From left to right: Dr. Geoffrey Graybeal, Dr. C. Ann Hollifield, and Dr. Lee B. Becker, at the awards ceremony for top faculty paper for 2016 AEJMC conference.

Cox Center Researchers Receive Award At Journalism And Mass Communication Education Conference

Researchers in the Cox International Center, for the second year in a row, were honored by the Media Management, Economics and Entrepreneurship Division of the Association for Education in Journalism and Mass Communication for their research.

The team presented the paper, “The Labor Market for University Journalism and Mass Communication Graduates: The Role of the Media Industries,” at the annual conference of Association for Education in Journalism and Mass Communication in early August in Minneapolis.

The Media Management, Economics and Entrepreneurship Division selected the paper as the top faculty paper presented at the conference.

The paper provides evidence that enrollments in university journalism and mass communication programs around the country have exceeded demand, producing lower employment rates for those graduates in recent years.

&The data come from a 25-plus year of study of journalism and mass communication education and its labor markets that has been housed in the Cox International Center since 1997.

Cox Center Director Dr. Lee B. Becker was lead author on the paper. Dr. C. Ann Hollifield, faculty member in the Department of Journalism in the Grady College of Journalism and Mass Communication, was the second author. Dr. Tudor Vlad, associate director of the Cox Center, was the third author.

The James M. Cox Jr. Center for International Mass Communication Training and Research is a unit of the Grady College of Journalism and Mass Communication at the University of Georgia.

Drs. Becker and Hollifield presented the paper on Aug. 5 at the conference, held at the Hilton Hotel in downtown Minneapolis. The conference itself was from Aug. 4 to 7, with more than 1,400 attendees from around the world.

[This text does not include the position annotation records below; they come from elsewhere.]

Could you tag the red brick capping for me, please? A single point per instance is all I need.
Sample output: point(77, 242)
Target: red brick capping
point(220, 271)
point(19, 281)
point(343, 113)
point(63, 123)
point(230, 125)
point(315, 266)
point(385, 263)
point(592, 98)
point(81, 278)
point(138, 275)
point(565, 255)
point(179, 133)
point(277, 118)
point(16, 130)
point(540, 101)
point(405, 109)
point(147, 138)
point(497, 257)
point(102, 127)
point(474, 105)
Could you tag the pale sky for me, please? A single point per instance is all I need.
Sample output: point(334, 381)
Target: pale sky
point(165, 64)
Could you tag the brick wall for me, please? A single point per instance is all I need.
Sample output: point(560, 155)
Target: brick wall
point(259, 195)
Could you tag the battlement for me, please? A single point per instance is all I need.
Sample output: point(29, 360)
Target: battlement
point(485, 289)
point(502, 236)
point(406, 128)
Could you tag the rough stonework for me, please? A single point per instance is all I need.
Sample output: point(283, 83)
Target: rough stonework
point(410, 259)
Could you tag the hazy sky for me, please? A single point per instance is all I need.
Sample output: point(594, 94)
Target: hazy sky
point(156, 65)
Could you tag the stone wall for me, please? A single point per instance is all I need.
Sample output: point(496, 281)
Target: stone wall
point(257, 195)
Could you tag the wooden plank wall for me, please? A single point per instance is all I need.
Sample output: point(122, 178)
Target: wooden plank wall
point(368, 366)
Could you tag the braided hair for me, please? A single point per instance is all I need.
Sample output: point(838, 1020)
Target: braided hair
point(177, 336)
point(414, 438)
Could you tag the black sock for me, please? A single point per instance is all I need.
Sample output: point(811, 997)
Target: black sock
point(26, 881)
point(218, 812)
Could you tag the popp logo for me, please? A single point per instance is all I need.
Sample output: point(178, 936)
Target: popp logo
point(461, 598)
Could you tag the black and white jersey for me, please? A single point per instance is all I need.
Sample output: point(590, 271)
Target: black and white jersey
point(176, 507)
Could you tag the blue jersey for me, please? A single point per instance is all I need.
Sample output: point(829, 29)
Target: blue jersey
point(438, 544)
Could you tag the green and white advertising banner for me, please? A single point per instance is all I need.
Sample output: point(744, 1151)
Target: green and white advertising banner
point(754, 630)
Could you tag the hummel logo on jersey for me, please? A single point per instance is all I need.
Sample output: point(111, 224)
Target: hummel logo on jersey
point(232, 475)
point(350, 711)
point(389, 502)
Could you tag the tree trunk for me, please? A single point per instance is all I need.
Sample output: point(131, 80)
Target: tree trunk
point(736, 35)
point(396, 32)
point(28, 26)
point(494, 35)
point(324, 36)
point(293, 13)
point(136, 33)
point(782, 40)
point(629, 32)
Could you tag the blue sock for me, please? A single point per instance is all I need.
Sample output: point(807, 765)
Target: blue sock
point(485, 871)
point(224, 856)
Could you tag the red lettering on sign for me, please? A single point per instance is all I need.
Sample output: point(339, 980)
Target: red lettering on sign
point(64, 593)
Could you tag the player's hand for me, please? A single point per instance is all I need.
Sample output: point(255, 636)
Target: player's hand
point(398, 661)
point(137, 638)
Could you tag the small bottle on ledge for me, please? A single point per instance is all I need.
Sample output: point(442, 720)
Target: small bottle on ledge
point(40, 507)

The key findings of the paper confirm general expectations about the entry-level labor market for journalism and mass communication graduates.

The market is affected first and foremost by the overall labor market, so graduates from journalism and mass communication programs had more success finding jobs when the market itself was good.

But even when the effects of the overall market were removed, the number of graduates as well as the vitality of the media industries made a difference.

The Media Management, Economics and Entrepreneurship Division selected papers from research teams at Rutgers University and from City University of London and the University of Groeningen in The Netherlands as other top faculty papers.

Last year, the division selected a paper presented by Drs. Hollifield, Becker and Vlad and Dr. Adam Jacobsson and Eva-Maria Jacobsson from Sweden as the top faculty paper at that conference.

Click here for a copy of last year's paper

At the conference in Minneapolis, Dr. Becker also led a discussion about curricular change and citizen-centered journalism at a session organized by the Kettering Foundation of Dayton, Ohio. Dr. Becker is a part of a group of journalism educators assembled by the Kettering Foundation to discuss journalism education and its role in fostering the democratic process.